Additionally, most specifications allow extensions via MAY. I fail to see the utility in not providing this, but I would be willing to accept this as an extension, if you feel unable or unwilling to implement it in Paludis. I am unaware of how Gentoo developers collectively feel, of course.

It is not the specification's place to limit what the users can do: only to make sure that they know what they can expect, and are aware when they step outside of specified behaviour.
 
> Configuration's deliberately left to the package manager to decide upon.
>
Indeed; there is a case however for a Gentoo arch, or a downstream distribution, or an overlay provider, to customise what happens during the ebuild process. Specifying a minimal configuration hook in the form of bashrc has utility, or it would never have been implemented, nor would a Gentoo developer have filed this bug.

I note in passing that the utility is undefined and potentially unbounded, so focussing solely on the one configuration item so far raised, will not suffice to answer the wider point. (I assume you now understand what that is, as I have explained it twice. Should you not understand, please tell me, along with which parts cause confusion, and how, and I shall clarify further.)

> > This would enable interoperability at the admin-level

> If you'd like a specification for Portage's configuration files, feel free to
> create one, but I doubt anyone (including the Portage people, who like the
> freedom to add new configuration things whenever they want) would be interested
> in sticking to it.
> 
An interesting opinion; it adds nothing useful however, so I'll leave it there.

This is about PMS, so that downstream can have the flexibility they require in portage and pkgcore, as well as paludis should it choose to implement the extension (if the consensus is that this should be an extension and not simply part of the base spec.)
Comment 7 David Leverton 2009-06-10 18:16:06 UTC
(In reply to comment #6)
> [...]

The point here is that if profile.bashrc is specified in PMS, then all package managers will be expected to run it.  (I suppose it could say that it's optional, but it seems fairly pointless to mention it at all if it doesn't make any requirement.)  If all package managers are expected to run it, then it must only contain code that will work in all package managers (at least in main-tree profiles - no-one cares if you violate the spec in your own private profile).

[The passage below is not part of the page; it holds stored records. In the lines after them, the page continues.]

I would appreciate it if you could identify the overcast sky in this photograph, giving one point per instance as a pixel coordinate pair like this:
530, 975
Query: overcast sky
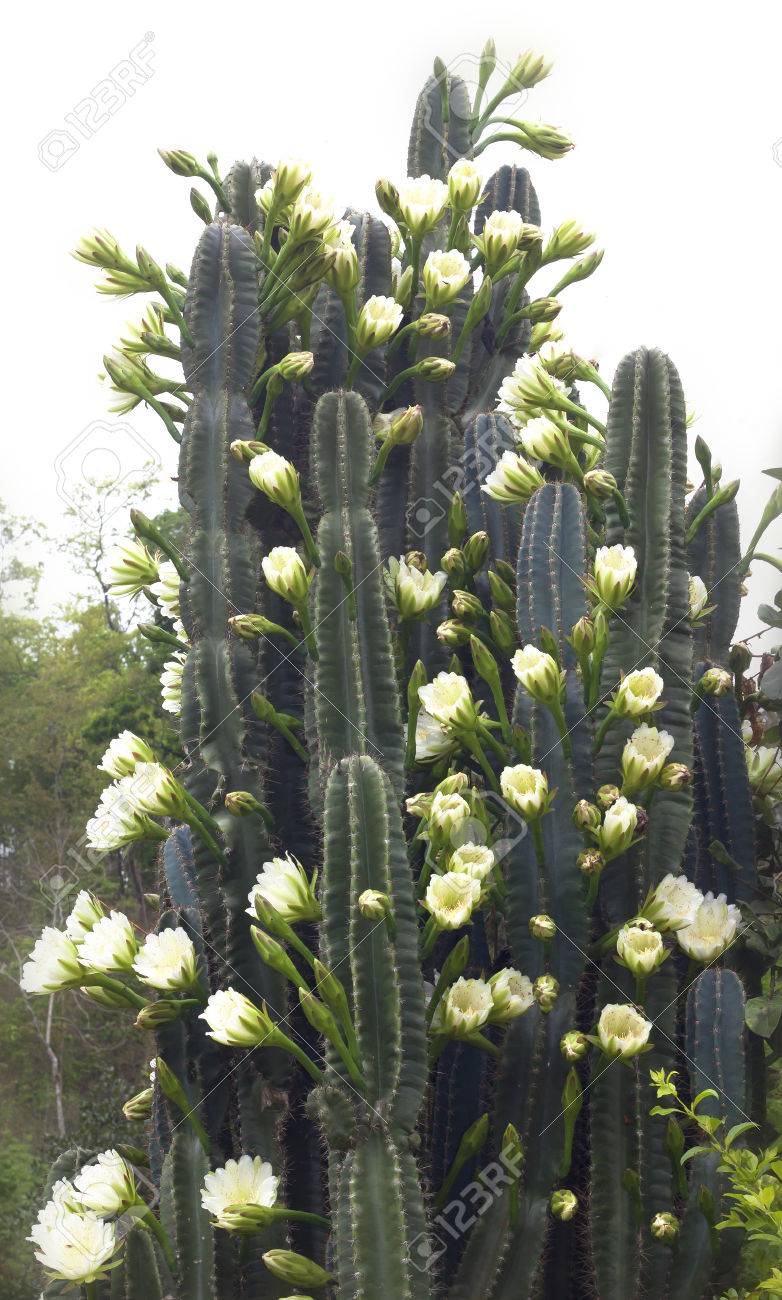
674, 108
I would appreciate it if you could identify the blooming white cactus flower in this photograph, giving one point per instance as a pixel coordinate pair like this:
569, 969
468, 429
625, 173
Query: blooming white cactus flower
639, 947
511, 993
615, 573
712, 930
617, 832
117, 820
107, 1184
644, 757
638, 693
111, 945
450, 700
166, 589
248, 1181
131, 568
444, 276
465, 1008
696, 594
124, 753
286, 575
83, 915
538, 674
474, 859
166, 960
72, 1244
421, 202
451, 898
464, 185
622, 1031
526, 789
673, 902
170, 681
234, 1021
512, 479
378, 319
416, 593
277, 477
431, 739
285, 885
52, 965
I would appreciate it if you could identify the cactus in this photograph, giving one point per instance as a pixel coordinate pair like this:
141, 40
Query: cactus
444, 830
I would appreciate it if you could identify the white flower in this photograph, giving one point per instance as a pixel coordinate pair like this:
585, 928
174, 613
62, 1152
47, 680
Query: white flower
313, 212
124, 753
643, 757
234, 1021
166, 960
131, 568
444, 276
615, 573
638, 693
166, 589
277, 477
526, 791
421, 202
543, 440
73, 1246
673, 904
155, 791
639, 948
247, 1181
538, 674
464, 185
111, 945
447, 813
107, 1186
53, 963
451, 898
431, 740
473, 859
622, 1031
618, 828
696, 594
416, 592
465, 1008
512, 479
712, 930
511, 993
378, 320
117, 822
283, 884
83, 915
170, 681
450, 701
285, 572
764, 768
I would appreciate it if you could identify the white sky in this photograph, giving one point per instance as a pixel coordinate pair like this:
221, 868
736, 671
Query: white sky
674, 108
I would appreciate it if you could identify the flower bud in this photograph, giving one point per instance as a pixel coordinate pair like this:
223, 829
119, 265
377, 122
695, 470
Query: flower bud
715, 681
296, 1269
374, 905
586, 815
546, 989
574, 1045
474, 550
582, 636
664, 1226
542, 927
590, 862
563, 1204
674, 776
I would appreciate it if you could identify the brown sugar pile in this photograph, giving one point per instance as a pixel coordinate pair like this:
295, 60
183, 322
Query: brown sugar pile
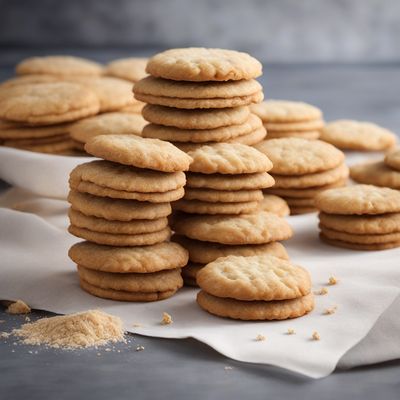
85, 329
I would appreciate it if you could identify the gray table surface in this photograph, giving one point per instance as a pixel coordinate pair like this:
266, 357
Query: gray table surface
180, 369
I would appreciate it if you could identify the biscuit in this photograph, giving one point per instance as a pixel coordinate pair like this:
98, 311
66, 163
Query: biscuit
142, 259
121, 295
107, 124
355, 135
201, 135
375, 173
257, 228
195, 119
47, 103
228, 158
200, 64
296, 156
125, 178
261, 277
60, 66
256, 310
122, 240
206, 207
116, 209
359, 199
206, 252
138, 152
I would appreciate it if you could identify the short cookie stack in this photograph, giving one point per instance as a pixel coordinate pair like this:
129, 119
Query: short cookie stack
200, 96
260, 287
360, 217
283, 119
120, 206
303, 168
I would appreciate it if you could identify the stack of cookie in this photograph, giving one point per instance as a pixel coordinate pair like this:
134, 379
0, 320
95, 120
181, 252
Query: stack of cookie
200, 96
303, 168
283, 119
360, 217
381, 173
260, 287
120, 206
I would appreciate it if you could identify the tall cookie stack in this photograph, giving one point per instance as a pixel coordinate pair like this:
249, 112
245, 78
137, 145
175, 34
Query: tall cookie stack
360, 217
283, 119
120, 205
303, 168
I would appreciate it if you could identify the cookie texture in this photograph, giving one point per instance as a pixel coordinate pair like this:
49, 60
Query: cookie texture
202, 64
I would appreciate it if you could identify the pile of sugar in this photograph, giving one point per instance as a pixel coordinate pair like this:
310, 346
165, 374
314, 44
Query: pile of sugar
85, 329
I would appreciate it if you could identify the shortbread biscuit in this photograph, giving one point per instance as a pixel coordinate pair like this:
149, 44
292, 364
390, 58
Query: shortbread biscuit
121, 295
228, 158
115, 123
375, 173
201, 64
257, 228
138, 152
355, 135
141, 259
47, 103
195, 119
116, 209
255, 310
122, 240
125, 178
359, 199
295, 156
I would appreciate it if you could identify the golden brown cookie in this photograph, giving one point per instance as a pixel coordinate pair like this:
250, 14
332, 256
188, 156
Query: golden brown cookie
141, 259
200, 64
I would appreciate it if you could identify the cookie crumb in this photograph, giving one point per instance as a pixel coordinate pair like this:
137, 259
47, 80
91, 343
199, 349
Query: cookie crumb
19, 307
167, 319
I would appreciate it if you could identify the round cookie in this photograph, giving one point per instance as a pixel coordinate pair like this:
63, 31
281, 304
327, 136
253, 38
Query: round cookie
296, 156
255, 310
201, 64
47, 103
355, 135
375, 173
138, 152
257, 228
142, 259
359, 199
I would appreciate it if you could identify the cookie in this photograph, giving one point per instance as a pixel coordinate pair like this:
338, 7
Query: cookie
257, 228
197, 95
205, 207
121, 295
107, 124
274, 204
286, 111
202, 135
138, 152
255, 310
116, 209
296, 156
195, 119
131, 69
47, 103
356, 135
359, 199
122, 240
228, 158
60, 66
143, 259
125, 178
200, 64
375, 173
205, 252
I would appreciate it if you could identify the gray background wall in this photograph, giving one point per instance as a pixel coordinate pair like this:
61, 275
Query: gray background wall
273, 30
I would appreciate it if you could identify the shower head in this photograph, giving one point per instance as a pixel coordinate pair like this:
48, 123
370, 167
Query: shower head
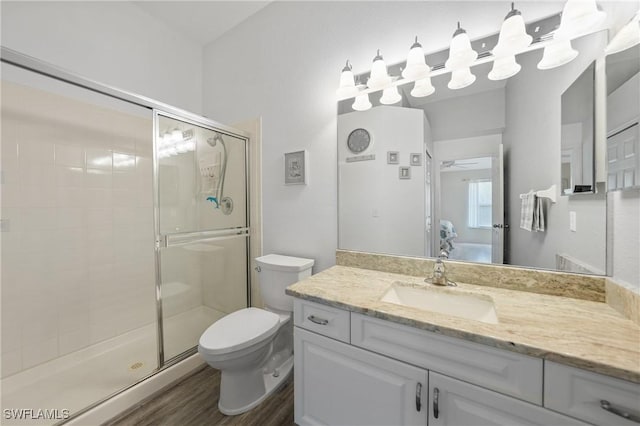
215, 139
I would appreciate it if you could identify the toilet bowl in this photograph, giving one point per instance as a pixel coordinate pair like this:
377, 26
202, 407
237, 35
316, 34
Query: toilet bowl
252, 347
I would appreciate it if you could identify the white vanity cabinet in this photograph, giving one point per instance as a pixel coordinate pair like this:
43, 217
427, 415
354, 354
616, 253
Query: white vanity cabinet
353, 369
337, 384
455, 403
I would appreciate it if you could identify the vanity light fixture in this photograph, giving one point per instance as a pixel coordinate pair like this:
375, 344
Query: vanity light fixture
417, 67
347, 86
361, 103
390, 96
627, 37
461, 56
422, 88
578, 17
379, 78
513, 39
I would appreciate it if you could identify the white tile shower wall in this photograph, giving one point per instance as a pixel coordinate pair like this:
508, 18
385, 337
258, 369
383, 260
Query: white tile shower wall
78, 260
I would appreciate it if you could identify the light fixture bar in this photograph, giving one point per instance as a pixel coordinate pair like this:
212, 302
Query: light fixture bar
483, 46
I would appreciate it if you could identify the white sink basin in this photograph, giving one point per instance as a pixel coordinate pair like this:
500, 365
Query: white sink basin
445, 301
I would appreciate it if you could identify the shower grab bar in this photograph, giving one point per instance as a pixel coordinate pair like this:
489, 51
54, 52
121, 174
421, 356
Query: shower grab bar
180, 239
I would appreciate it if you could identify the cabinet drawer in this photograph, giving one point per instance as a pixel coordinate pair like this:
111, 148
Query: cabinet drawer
322, 319
503, 371
579, 393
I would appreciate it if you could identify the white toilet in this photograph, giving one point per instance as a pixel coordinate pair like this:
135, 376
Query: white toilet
253, 348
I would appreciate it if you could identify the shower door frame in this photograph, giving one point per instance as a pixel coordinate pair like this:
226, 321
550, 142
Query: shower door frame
162, 240
29, 63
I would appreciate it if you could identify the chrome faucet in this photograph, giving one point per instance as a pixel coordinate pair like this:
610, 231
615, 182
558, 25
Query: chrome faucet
439, 276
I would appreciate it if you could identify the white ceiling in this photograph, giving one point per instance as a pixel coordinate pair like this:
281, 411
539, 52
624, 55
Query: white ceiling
201, 21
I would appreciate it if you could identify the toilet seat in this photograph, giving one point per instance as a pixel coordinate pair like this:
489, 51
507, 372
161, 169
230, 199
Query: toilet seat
238, 330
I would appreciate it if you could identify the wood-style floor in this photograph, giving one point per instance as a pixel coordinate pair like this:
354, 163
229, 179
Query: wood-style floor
194, 401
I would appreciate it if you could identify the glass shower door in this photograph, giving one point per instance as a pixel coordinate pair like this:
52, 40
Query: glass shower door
202, 229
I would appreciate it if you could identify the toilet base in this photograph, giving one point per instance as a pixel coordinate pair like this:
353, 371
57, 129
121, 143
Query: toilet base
271, 384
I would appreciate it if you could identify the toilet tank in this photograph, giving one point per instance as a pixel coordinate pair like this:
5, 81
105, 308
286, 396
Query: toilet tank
278, 272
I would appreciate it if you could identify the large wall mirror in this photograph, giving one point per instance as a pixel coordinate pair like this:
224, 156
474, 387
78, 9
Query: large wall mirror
452, 171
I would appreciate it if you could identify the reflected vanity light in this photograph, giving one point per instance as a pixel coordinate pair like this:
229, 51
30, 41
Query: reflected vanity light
556, 54
627, 37
579, 17
417, 67
379, 78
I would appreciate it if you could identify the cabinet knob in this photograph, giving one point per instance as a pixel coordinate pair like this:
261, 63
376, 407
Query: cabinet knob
606, 405
316, 320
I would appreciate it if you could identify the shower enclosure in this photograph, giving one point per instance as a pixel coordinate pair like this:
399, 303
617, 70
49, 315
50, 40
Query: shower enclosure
124, 235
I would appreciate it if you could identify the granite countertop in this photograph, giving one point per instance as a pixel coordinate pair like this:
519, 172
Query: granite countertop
579, 333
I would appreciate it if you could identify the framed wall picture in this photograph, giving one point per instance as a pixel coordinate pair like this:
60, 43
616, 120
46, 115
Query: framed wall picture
295, 168
404, 172
393, 157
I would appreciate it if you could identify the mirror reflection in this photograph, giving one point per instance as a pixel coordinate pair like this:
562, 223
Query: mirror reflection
488, 184
623, 110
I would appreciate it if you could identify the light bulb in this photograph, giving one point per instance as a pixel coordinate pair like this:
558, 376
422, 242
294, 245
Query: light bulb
361, 103
390, 96
347, 86
513, 36
579, 17
461, 55
379, 78
422, 88
416, 66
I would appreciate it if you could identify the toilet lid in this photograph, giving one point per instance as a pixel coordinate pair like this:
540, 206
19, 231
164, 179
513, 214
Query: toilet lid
238, 330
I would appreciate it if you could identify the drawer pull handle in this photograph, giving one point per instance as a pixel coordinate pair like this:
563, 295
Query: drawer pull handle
316, 320
606, 405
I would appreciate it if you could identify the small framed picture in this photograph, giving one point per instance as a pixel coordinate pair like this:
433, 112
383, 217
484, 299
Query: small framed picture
405, 172
295, 168
393, 157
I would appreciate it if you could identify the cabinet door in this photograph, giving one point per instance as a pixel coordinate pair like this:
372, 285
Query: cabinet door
456, 403
337, 384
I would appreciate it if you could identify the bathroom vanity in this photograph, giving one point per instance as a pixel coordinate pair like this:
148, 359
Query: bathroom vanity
362, 357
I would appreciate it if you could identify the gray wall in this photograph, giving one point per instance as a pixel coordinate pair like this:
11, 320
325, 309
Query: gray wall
115, 43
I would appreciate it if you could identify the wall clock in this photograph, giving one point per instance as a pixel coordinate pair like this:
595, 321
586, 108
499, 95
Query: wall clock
358, 141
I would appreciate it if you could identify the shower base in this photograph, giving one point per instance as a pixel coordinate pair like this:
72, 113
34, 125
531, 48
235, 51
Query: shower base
80, 379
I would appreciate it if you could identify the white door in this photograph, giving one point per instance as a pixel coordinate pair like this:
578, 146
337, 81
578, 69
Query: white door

The question in this bug is: should we require all package managers to run profile.bashrc, and limit its contents accordingly?  Or should we make it Portage-only (apparently the pkgcore developers either don't expect people to add Portage-specific things or don't care) and allow people to add code that only works in Portage?
Comment 8 Ciaran McCreesh 2009-06-10 18:25:20 UTC
The question is more why Ranjit thinks that using the tree's profile.bashrc is the best way for administrators to execute code on user systems, especially since your package manager of choice already provides a separate global bashrc in the same place as all the other global administrator-supplied configuration for doing just what he describes.